I should really make more of an attempt to follow basketball next season. I don't necessarily feel something is missing after the Red Sox play their last game, but I do have fewer conversations with some people because I sort of stop paying attention to sports beyond "the Celtics and Bruins are doing well, this makes my co-workers and neighbors happy, and that is good" (and, I mean, I'm not going to follow football; that's just absurd). The Celtic do seem like a fun team that kept rolling when they had no business continuing in this year's playoffs.

What this means is that you can probably add another quarter- or half-star to the rating if your knowledge of present-day basketball and its players means you get jokes beyond "Shaq can't hit free throws" which I didn't. I had a good time with it anyway, though - certainly a better time than I would have had with Soldado.

Uncle Drew

* * ¾ (out of four)
Seen 28 June 2018 in AMC Boston Common #5 (first-run, DCP)

Uncle Drew at the high end of how good you can reasonably expect a movie produced by a soft drink company and starring a bunch of non-actors under several layers of prosthetic makeup to be, and that's assuming you don't dismiss movies with their origins in advertising right out of hand. That's mostly because there's a genuine love of basketball on display, and that can sometimes do more for a movie than a few more jokes or a particularly inventive script.

And make no mistake, a lot of this movie can be clunky. It opens with a mock-documentary bit about its title character, a legendary Harlem street-ball player from decades ago, but then spends a fair chunk of time with Dax (Lil Rel Howery), a sneaker-store employee who has scraped together the entry fee for Rucker Playground tournament and built a team around one star player (Aaron Gordon), only to have his old grade-school nemesis Mookie (Nick Kroll) steal his players and girlfriend Jess (Tiffany Haddish) kick him out.
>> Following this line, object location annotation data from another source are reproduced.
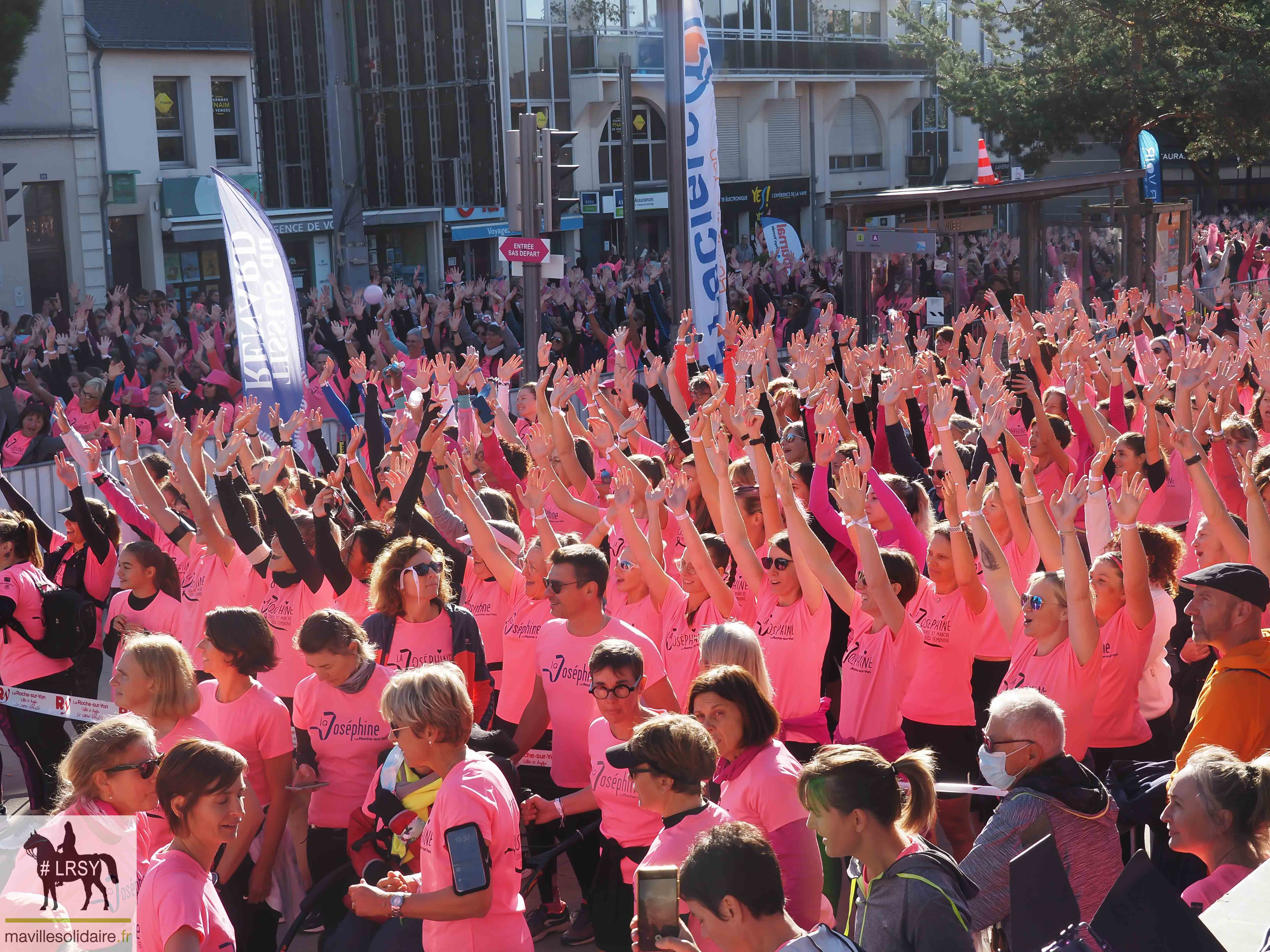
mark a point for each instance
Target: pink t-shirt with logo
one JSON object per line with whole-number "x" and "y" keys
{"x": 561, "y": 661}
{"x": 1118, "y": 722}
{"x": 622, "y": 818}
{"x": 421, "y": 643}
{"x": 347, "y": 733}
{"x": 1060, "y": 677}
{"x": 286, "y": 610}
{"x": 766, "y": 791}
{"x": 20, "y": 661}
{"x": 940, "y": 691}
{"x": 877, "y": 672}
{"x": 794, "y": 642}
{"x": 476, "y": 793}
{"x": 257, "y": 725}
{"x": 177, "y": 894}
{"x": 520, "y": 650}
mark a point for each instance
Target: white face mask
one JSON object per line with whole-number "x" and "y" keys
{"x": 992, "y": 765}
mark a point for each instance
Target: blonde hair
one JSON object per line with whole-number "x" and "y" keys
{"x": 431, "y": 696}
{"x": 96, "y": 750}
{"x": 163, "y": 659}
{"x": 736, "y": 643}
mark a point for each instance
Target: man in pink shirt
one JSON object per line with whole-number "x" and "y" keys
{"x": 562, "y": 691}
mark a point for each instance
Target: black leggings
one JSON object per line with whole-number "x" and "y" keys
{"x": 41, "y": 740}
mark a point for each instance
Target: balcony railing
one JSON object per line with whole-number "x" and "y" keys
{"x": 741, "y": 53}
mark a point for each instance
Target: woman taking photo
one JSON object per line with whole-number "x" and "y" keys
{"x": 340, "y": 737}
{"x": 628, "y": 828}
{"x": 468, "y": 889}
{"x": 248, "y": 718}
{"x": 418, "y": 621}
{"x": 110, "y": 771}
{"x": 1220, "y": 810}
{"x": 201, "y": 789}
{"x": 906, "y": 894}
{"x": 759, "y": 779}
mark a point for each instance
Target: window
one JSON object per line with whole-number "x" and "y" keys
{"x": 855, "y": 138}
{"x": 171, "y": 122}
{"x": 648, "y": 145}
{"x": 225, "y": 121}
The guys at the barbershop tell him to recruit Uncle Drew (Kyrie Irving), and he does so reluctantly, after seeing the septuagenarian school a bunch of youngsters. Drew insists on putting his old team back together, all as old as him and even less inspiring: Preacher (Chris Webber), whose wife Betty Lou (Lisa Leslie) doesn't want them leaving their church even for the weekend; Lights (Nate Robinson), who is legally blind; Boots (Nate Robinson), who hasn't walked or talked for years, although granddaughter Maya (Erica Ash) thinks the trip could do him some good; and Big Fella (Shaquille O'Neal), who now teaches kids karate and hasn't talked to Drew for fifty years.

Folks who follow basketball more closely than I do will probably catch more specific jokes - I got the bits about Shaq's character not making free throws, but that became a thing even non-fans knew - but it's not like the basic gag of guys who have aged a bit doesn't work on its own. One important surprise is that Kyrie Irving's Drew is kind of the least funny character of the group, whether because the rest of the team had to be more specific than "old guy really good at basketball" or because his true talents lie on the court. Chris Webber, Reggie Miller, and Lisa Leslie all get to play up big, silly bits while Nate Robinson does a surprisingly good job of communicating the body language of a guy who has allowed age to implode him. And Shaquille O'Neal is Shaquille O'Neal, a giant whose charisma exceeds his talent as an actor by enough that he can can carry more of the story than one might think. I really liked this group by the time the last game was over; they're clearly having fun.